Post by mary1969 » Thu Aug 09, 2018 6:10 pm

andy2012 wrote:
Sun Aug 05, 2018 10:39 am
mary1969 wrote:
Tue Jul 31, 2018 6:18 pm
vanguard brokered cd rates:
-1 yr: 2.35%
-2 yr: 2.8%
-3 yr: 3%
-5 yr: 3.35%

I like having my CD's with 1 broker. I would ladder your purchases.
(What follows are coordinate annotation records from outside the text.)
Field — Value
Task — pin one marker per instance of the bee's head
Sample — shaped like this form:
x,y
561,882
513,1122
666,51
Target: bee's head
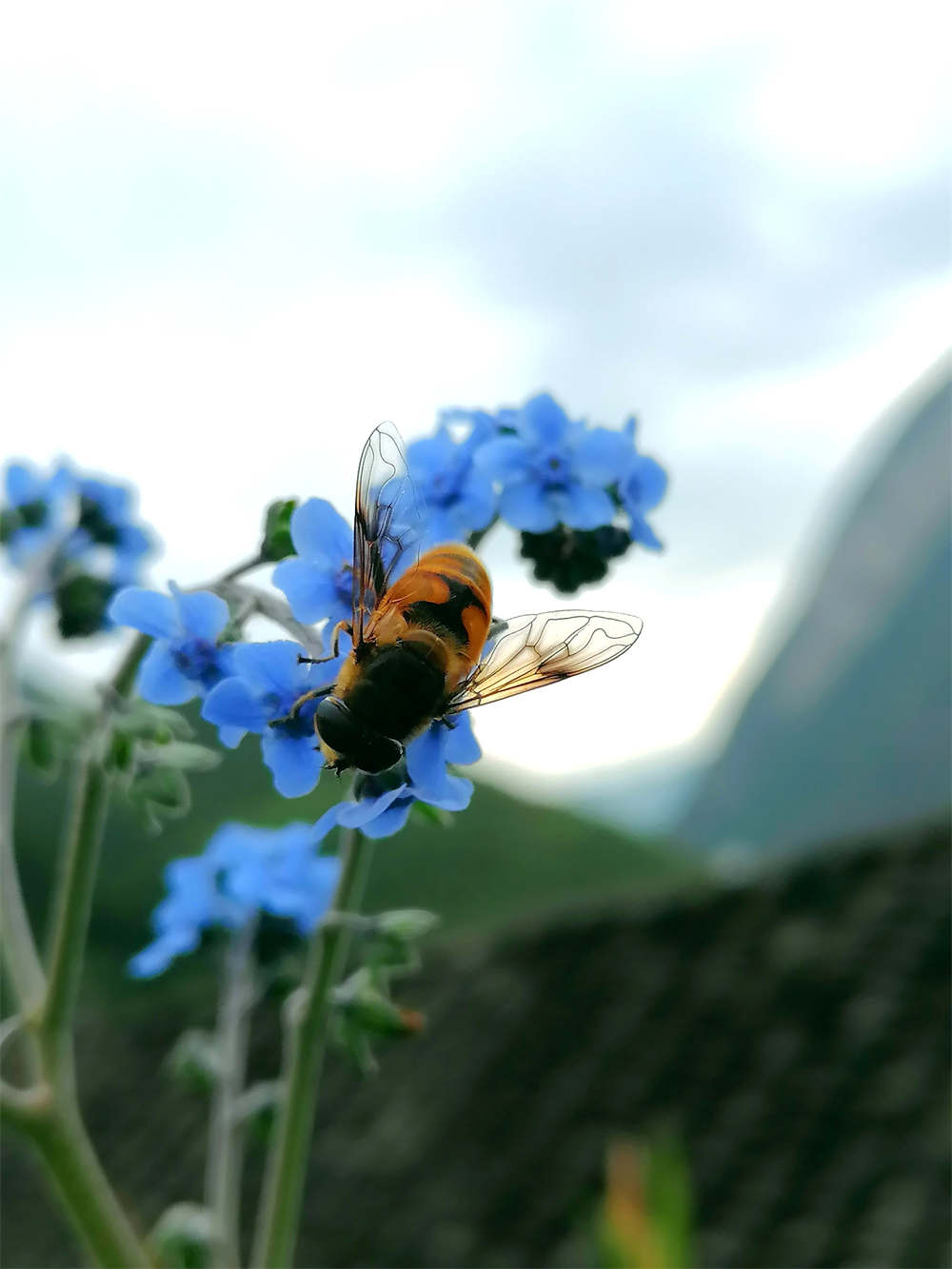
x,y
347,743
I recently have had CD's mature and have bought 3 yr and 5 yr CD's with the proceeds. I have also have purchased BND with the 10 yr. treasury near 3%.
That is really great. Which BND/Treasury note you bought and from where? Also, for 10 years Treasury notes, if you need money before 10 years, can you get that out?
I have not purchased the 10 yr treasury. I have, however, purchased the etf BND below 79.00 (with the 10 yr yield near 3%). The BND is a long term holding. My portfolio is set up where i have on average around $200k of CD's that mature each year out to 2025. Each year my hope is just to reinvest the maturing CD's into BND or purchase new 3 to 5 yr. CD's.

If you did purchase the 10 year note, you could sell it at any time but you would suffer a gain or loss depending on the direction of long term interest rates. Do not purchase the 10 year note if you need the money in the next few years.